While the panel was established in response to a particular incident regarding UM faculty members who, in compliance with an academic boycott of Israel, refused to write letters of recommendation for students wanting to study at a university-approved program in Israel, we are grateful that you framed the investigative question posed to the panel quite broadly, asking: “What ought to be the intersection between political thought/ideology and a faculty member’s responsibility to students?” As you clearly understood, refusing to write letters of recommendation for students is just one of many ways that faculty members can privilege their own personal politics over the welfare of their students, and by so doing, not only harm their students but undermine the academic mission of the university.

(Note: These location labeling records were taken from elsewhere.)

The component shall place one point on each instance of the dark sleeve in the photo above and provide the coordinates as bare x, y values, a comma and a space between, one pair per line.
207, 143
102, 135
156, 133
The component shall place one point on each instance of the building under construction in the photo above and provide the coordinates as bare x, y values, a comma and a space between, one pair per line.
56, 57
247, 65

This becomes particularly evident when faculty members choose to implement an academic boycott of Israel, whose official guidelines call on faculty to not only refuse to write letters of recommendation for students wanting to study abroad in Israel but to work towards shutting down the study abroad programs altogether; to attempt to cancel faculty and student-organized educational events and activities about Israel on their own campuses; and to work towards scuttling research collaborations between U.S. faculty and students and Israeli scholars. Faculty who use their academic positions to implement an academic boycott of Israel, or to engage in any other type of ideologically-driven behavior, are impeding the educational rights of their students, blocking access to a body of knowledge critical for understanding a complex topic of global importance, and are in direct violation of UM’s new core statement of principles.

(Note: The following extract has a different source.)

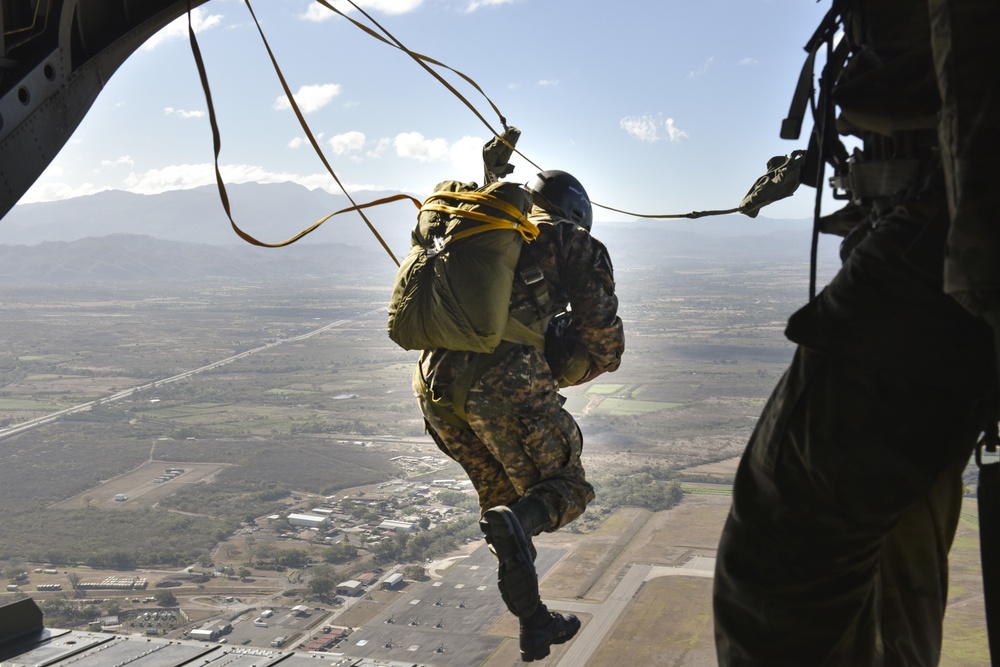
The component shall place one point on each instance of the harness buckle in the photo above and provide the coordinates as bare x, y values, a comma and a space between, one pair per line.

The adoption of this core statement of principles and your commitment to establishing explicit procedures for bringing forward concerns about faculty who violate it will make a significant and positive difference for the entire UM community. We hope that universities across the country will follow your lead and adopt their own version of this very important statement.
Sincerely,
Last September, when this controversy first unfolded, many of these same organizations immediately contacted Schlissel calling on him to sanction all UM professors who engage in similar discriminatory behavior, affirm that no UM student will be impeded from studying about or in Israel, and detail steps to ensure that faculty do not implement an academic boycott of Israel on campus.
In addition to curtailing student rights and educational opportunities, promotion of an academic boycott increases the risk of anti-Semitism on campus. Research conducted last year by AMCHA found schools with faculty who support an academic boycott of Israel are five times more likely to have acts of anti-Jewish aggression, including assault, harassment and vandalism.